是陳崇明。
他看上去有些狼狽,胳膊與臉頰上都有些灰撲撲的塵埃粘黏其上。
alpha的臉頰越發的蒼白了,半長的捲髮已經被剪到了下頜處,極致的黑與白對比顯得男人愈發陰翳沉冷。
只有那雙盯著愛人的眼帶著些許微弱的光芒。
陳崇明抿唇,輕聲而鄭重道:「眠眠,你馬上就跟著我的副官離開,這裡有條地道能夠保證你能安全離開。」
「我會讓他將你平安的送回周家。」
男人的聲音慢慢低了下去,他的左耳的耳垂處嵌著一顆桃紅色的耳夾,那色澤越是鮮艷,便越是顯得此時的他狼狽暗淡。
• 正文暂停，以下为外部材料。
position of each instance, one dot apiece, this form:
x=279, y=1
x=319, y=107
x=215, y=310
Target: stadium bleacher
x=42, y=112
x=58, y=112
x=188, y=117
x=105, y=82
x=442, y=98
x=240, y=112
「眠眠。」他說:「這段時間,我很開心,也從來都不後悔。」
alpha的語氣意味不明,卻又透著壓抑的失落與沉悶。
他依然是如此的不討喜。
可周眠卻並未察覺到對方任何的不對勁,青年裝模作樣地安慰男人,卻又乾脆利落地轉身跟著副官離開,期間甚至連頭都沒有回一次。
哥哥說過的,他只要跟著副官就可以安全離開了。
地下信道有些逼仄難捱,但周眠的心情卻很好。
青年那張漂亮柔軟的臉頰也難得地露出了些許笑意,他忍不住想自己和兄長有多久沒見面了,對方見到自己的第一反應是什麽?
他想的很多,甚至想到了omega。
他想,找不到自己的omega這段時間一定哭了很久吧?
總歸馬上就要回家了。
周眠慢慢抿唇,絲毫沒有注意到身邊的副官慢慢扣緊的手指。
長期的黑暗跋涉總歸讓人心口壓抑鬱悶,所以,周眠在即將迎接光明的時候,忍不住松下一口氣。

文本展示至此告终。